KARACHI: Petrol sales surged to a 10-month high in February ahead of the likely increase in its price, while the drop in sales of diesel was contained at just 1% due to the revival in demand that came from forces, amid recent escalation in tensions on the Pakistan-India border.
Petrol sales surged to 614,000 tons in February compared to 527,000 tons in the same month last year, according to data compiled by Topline Securities. “Mogas sales posted 10-month high growth of 16% year-on-year in expectation of rise in petrol prices,” the brokerage house analyst Shankar Talreja said in a commentary on Monday.
To recall, Brent crude oil prices had maintained an uptrend in the international markets in the second half of February due to reduction in production by oil producing and exporting countries. It surged around $10 per barrel to $65.
Keeping in view the trend, the Oil and Gas Regulatory Authority (Ogra) had recommended an increase of Rs4.71 per litre in petrol price for March 2019. The government, however, approved an increase of only Rs2.5 per litre to Rs92.88 with effect from March 1, 2019.
Besides, continuous growth in the demand for petrol convinced oil marketing companies to take calculated risk of storing higher quantities in contrast to a drop in sales of other petroleum products in recent months.
Moreover, a substantial increase in CNG (compressed natural gas) price in the recent past and limited availability of gas fuel due to the gas crisis also encouraged oil marketing companies to accumulate higher quantities of petroleum even in the days the country is witnessing an economic slowdown.
The analyst added diesel (sales) decline was restricted to 1% year-on-year (in February) versus average decline of 22% year-on-year in first seven months of FY19, amidst its sales to security forces due to the recent armed conflict between India and Pakistan.
Diesel sales were recorded at 584,000 tons in February 2019 compared to 591,000 tons in February 2018, it reported.
Overall sales of the oil marketing companies, however, decreased 2% to 1.42 million tons in February compared to 1.45 million tons in the same month last year, owing to a notable “31% decline in furnace oil sales due to its lower consumption in power generation”, he said.
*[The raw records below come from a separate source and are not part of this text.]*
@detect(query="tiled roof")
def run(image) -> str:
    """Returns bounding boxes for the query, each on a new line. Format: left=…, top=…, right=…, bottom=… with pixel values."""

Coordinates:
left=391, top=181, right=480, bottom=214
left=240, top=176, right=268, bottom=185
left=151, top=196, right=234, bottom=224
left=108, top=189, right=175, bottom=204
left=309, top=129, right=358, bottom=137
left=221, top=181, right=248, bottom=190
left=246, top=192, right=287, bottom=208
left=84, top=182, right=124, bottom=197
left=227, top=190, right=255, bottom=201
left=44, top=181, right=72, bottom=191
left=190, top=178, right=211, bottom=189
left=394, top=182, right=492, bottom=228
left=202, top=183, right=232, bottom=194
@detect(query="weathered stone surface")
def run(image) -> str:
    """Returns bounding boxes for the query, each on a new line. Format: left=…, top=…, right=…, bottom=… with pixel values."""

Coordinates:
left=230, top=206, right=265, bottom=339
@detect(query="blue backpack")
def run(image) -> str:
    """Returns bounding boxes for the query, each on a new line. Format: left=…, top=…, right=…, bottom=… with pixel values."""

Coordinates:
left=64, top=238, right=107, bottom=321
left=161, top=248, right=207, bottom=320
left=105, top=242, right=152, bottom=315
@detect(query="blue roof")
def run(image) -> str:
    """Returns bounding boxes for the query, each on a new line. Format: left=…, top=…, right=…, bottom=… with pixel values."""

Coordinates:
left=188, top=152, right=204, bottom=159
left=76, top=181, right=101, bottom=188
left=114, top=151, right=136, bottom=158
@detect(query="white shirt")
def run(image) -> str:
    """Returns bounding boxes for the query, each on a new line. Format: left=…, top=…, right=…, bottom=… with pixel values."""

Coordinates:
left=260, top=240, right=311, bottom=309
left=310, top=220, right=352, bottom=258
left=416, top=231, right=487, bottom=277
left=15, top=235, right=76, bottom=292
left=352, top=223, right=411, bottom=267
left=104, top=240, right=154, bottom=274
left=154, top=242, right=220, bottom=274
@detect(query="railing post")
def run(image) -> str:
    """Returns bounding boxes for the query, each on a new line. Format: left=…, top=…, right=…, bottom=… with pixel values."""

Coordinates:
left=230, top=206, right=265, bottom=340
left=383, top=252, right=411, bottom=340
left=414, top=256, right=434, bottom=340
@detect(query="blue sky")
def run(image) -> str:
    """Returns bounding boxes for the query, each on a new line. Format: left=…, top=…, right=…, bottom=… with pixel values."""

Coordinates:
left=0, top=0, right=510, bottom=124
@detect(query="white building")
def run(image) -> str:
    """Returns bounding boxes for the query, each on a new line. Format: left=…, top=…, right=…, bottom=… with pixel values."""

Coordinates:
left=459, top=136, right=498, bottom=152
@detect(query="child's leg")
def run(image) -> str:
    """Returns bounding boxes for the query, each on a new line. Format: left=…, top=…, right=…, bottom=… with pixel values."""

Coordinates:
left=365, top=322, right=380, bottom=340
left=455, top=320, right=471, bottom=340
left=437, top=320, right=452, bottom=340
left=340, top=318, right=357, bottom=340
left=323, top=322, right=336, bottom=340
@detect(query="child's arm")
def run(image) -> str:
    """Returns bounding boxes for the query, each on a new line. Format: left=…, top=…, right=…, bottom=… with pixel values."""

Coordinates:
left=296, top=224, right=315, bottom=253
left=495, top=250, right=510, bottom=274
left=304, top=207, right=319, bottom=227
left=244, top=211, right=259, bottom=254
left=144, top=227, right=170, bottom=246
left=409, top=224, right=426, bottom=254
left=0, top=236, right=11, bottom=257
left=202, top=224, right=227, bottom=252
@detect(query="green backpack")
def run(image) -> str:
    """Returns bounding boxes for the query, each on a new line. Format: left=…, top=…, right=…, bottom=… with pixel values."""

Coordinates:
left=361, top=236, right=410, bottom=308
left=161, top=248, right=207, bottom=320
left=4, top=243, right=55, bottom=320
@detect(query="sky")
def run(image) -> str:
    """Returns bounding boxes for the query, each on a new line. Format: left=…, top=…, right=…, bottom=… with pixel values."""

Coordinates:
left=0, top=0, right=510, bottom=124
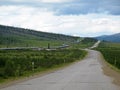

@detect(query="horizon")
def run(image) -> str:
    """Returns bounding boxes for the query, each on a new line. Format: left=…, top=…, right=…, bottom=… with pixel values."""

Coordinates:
left=0, top=0, right=120, bottom=37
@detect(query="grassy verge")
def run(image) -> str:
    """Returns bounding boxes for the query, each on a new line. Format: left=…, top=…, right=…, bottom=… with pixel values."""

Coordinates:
left=0, top=49, right=87, bottom=85
left=97, top=42, right=120, bottom=71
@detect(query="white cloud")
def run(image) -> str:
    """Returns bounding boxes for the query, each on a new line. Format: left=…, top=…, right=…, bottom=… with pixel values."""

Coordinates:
left=0, top=6, right=120, bottom=36
left=42, top=0, right=67, bottom=3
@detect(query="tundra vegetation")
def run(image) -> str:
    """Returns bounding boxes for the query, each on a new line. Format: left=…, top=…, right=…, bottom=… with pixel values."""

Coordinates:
left=97, top=42, right=120, bottom=69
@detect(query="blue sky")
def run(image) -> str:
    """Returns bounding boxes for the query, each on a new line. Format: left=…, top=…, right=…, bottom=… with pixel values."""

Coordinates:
left=0, top=0, right=120, bottom=37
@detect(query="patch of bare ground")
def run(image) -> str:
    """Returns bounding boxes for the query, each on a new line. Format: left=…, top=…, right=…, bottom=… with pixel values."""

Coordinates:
left=100, top=53, right=120, bottom=86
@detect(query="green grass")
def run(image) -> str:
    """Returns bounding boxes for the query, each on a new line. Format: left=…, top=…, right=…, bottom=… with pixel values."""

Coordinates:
left=0, top=49, right=86, bottom=83
left=97, top=42, right=120, bottom=69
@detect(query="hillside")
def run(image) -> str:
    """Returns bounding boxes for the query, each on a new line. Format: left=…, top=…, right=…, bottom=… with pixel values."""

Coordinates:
left=96, top=33, right=120, bottom=42
left=0, top=25, right=78, bottom=47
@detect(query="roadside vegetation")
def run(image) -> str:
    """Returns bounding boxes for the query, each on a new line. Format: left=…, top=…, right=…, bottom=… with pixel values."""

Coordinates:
left=0, top=49, right=86, bottom=82
left=70, top=38, right=98, bottom=49
left=97, top=42, right=120, bottom=69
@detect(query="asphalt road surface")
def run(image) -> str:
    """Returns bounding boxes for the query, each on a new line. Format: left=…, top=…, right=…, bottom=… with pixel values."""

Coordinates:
left=1, top=50, right=120, bottom=90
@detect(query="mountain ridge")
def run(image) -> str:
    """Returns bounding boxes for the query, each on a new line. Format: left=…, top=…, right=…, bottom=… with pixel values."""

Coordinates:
left=95, top=33, right=120, bottom=43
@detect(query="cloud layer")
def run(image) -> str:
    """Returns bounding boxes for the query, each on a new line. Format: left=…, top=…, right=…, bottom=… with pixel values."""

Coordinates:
left=0, top=0, right=120, bottom=36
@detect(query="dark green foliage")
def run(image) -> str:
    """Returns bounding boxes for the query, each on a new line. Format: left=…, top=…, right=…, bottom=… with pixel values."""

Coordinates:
left=0, top=49, right=86, bottom=77
left=0, top=25, right=78, bottom=47
left=97, top=42, right=120, bottom=69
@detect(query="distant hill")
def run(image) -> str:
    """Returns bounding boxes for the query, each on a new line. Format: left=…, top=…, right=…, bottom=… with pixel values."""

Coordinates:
left=96, top=33, right=120, bottom=42
left=0, top=25, right=79, bottom=47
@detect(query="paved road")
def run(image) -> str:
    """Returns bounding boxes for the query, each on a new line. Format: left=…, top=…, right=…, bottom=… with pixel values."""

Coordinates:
left=1, top=50, right=120, bottom=90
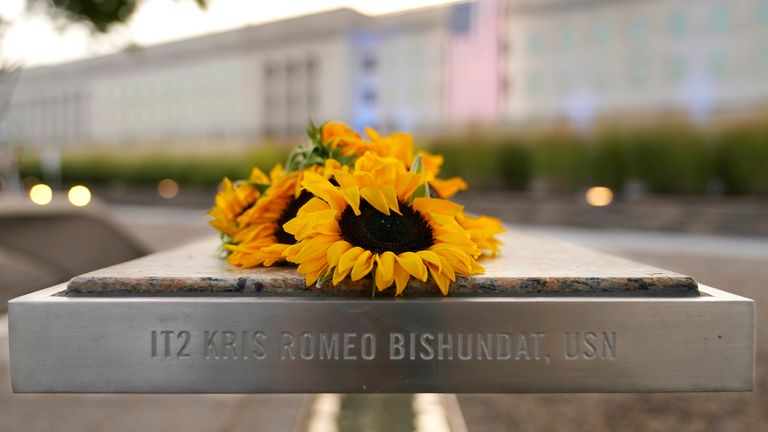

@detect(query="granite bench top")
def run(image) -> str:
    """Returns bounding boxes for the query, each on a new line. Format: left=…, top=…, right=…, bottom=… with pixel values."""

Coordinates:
left=66, top=230, right=698, bottom=297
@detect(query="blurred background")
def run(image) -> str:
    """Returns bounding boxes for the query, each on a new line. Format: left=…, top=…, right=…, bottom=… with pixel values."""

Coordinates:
left=0, top=0, right=768, bottom=431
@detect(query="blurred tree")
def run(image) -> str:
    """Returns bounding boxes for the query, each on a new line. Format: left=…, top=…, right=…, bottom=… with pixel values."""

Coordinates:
left=27, top=0, right=208, bottom=33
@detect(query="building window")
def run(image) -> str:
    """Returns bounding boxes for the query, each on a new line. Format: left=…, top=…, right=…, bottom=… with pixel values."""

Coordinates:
left=528, top=34, right=544, bottom=53
left=592, top=22, right=611, bottom=46
left=709, top=52, right=728, bottom=78
left=362, top=53, right=376, bottom=73
left=669, top=12, right=688, bottom=37
left=712, top=5, right=731, bottom=31
left=363, top=89, right=376, bottom=105
left=527, top=72, right=541, bottom=94
left=669, top=56, right=688, bottom=82
left=629, top=18, right=649, bottom=41
left=757, top=48, right=768, bottom=73
left=560, top=28, right=574, bottom=49
left=306, top=55, right=318, bottom=77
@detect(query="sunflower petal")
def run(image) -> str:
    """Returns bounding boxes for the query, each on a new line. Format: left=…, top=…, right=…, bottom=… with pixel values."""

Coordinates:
left=341, top=186, right=360, bottom=216
left=336, top=246, right=370, bottom=272
left=326, top=240, right=352, bottom=267
left=375, top=252, right=395, bottom=291
left=397, top=252, right=427, bottom=282
left=360, top=187, right=389, bottom=216
left=394, top=263, right=411, bottom=295
left=350, top=251, right=373, bottom=281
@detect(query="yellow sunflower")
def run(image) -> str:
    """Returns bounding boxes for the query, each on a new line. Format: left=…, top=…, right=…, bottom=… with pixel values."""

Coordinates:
left=284, top=153, right=483, bottom=295
left=456, top=212, right=504, bottom=257
left=225, top=160, right=339, bottom=268
left=208, top=168, right=270, bottom=237
left=322, top=122, right=468, bottom=198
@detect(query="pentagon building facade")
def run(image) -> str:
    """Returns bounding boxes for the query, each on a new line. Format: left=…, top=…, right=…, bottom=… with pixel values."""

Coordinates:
left=1, top=0, right=768, bottom=147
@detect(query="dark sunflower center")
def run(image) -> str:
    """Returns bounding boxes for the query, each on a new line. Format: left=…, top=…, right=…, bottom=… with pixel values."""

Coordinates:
left=275, top=191, right=312, bottom=244
left=339, top=201, right=435, bottom=254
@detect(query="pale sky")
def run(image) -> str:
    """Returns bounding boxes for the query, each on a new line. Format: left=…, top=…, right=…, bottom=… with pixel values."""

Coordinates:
left=0, top=0, right=457, bottom=67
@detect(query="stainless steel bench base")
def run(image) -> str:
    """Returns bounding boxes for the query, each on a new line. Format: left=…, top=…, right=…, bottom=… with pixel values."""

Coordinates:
left=9, top=285, right=755, bottom=393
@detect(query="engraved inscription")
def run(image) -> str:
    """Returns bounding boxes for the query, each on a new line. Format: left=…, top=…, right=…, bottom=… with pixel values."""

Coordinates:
left=389, top=332, right=550, bottom=363
left=280, top=331, right=376, bottom=360
left=202, top=330, right=267, bottom=360
left=563, top=331, right=616, bottom=360
left=150, top=330, right=191, bottom=359
left=149, top=329, right=618, bottom=365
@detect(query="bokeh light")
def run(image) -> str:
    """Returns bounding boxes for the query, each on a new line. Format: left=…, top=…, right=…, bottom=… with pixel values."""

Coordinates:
left=157, top=179, right=179, bottom=199
left=67, top=185, right=91, bottom=207
left=585, top=186, right=613, bottom=207
left=29, top=183, right=53, bottom=205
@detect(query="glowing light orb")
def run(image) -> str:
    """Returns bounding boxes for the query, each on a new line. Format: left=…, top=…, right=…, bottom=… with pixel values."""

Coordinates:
left=67, top=185, right=91, bottom=207
left=157, top=179, right=179, bottom=199
left=585, top=186, right=613, bottom=207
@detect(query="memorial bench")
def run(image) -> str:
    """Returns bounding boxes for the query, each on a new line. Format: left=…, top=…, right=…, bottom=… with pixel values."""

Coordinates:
left=9, top=231, right=755, bottom=393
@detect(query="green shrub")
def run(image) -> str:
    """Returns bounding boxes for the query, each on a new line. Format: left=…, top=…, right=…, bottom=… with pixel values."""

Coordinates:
left=627, top=130, right=716, bottom=193
left=532, top=134, right=592, bottom=192
left=716, top=129, right=768, bottom=194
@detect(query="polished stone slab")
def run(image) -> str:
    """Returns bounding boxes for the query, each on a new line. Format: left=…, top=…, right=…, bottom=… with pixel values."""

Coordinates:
left=67, top=230, right=698, bottom=297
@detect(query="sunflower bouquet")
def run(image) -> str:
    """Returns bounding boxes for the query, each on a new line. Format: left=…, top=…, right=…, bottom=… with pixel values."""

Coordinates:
left=209, top=121, right=503, bottom=295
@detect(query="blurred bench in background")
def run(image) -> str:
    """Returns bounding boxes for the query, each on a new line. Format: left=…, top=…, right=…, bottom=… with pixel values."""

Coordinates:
left=0, top=198, right=149, bottom=311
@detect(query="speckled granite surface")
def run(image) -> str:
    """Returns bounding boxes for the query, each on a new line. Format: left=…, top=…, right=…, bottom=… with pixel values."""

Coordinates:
left=67, top=231, right=698, bottom=297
Excluding further oil, the overall sales increased 4% to 1.25 million tons compared to 1.20 million tons.
Key risks to oil marketing companies include slower than expected decline in the economy, higher inventory losses, and phase out of FO (furnace oil) earlier than expectations Talreja said.
Cumulatively, in the first eight months (July-February) of FY19, the overcall sales (including FO) declined 27% to 12.16 million tons. A notable slowdown in economic growth in the country and contraction in large-scale manufacturing industry’s output have impacted sales of the products, mainly diesel.
Among companies, Attock Petroleum Limited (APL) outperformed in terms of overall volumes and posted a growth of 3% year-on-year to 143,000 tons during February 2019, while Pakistan State Oil (PSO) and Hascol posted decline of 9%, and 7%, respectively.
Product-wise, GO (unlisted company) remained the top performer in petrol sales and gained 2.3 percentage points in its market share to 8%. On the diesel front, Byco outperformed by gaining 1.7 percentage points in its market share to 7.5%, he said.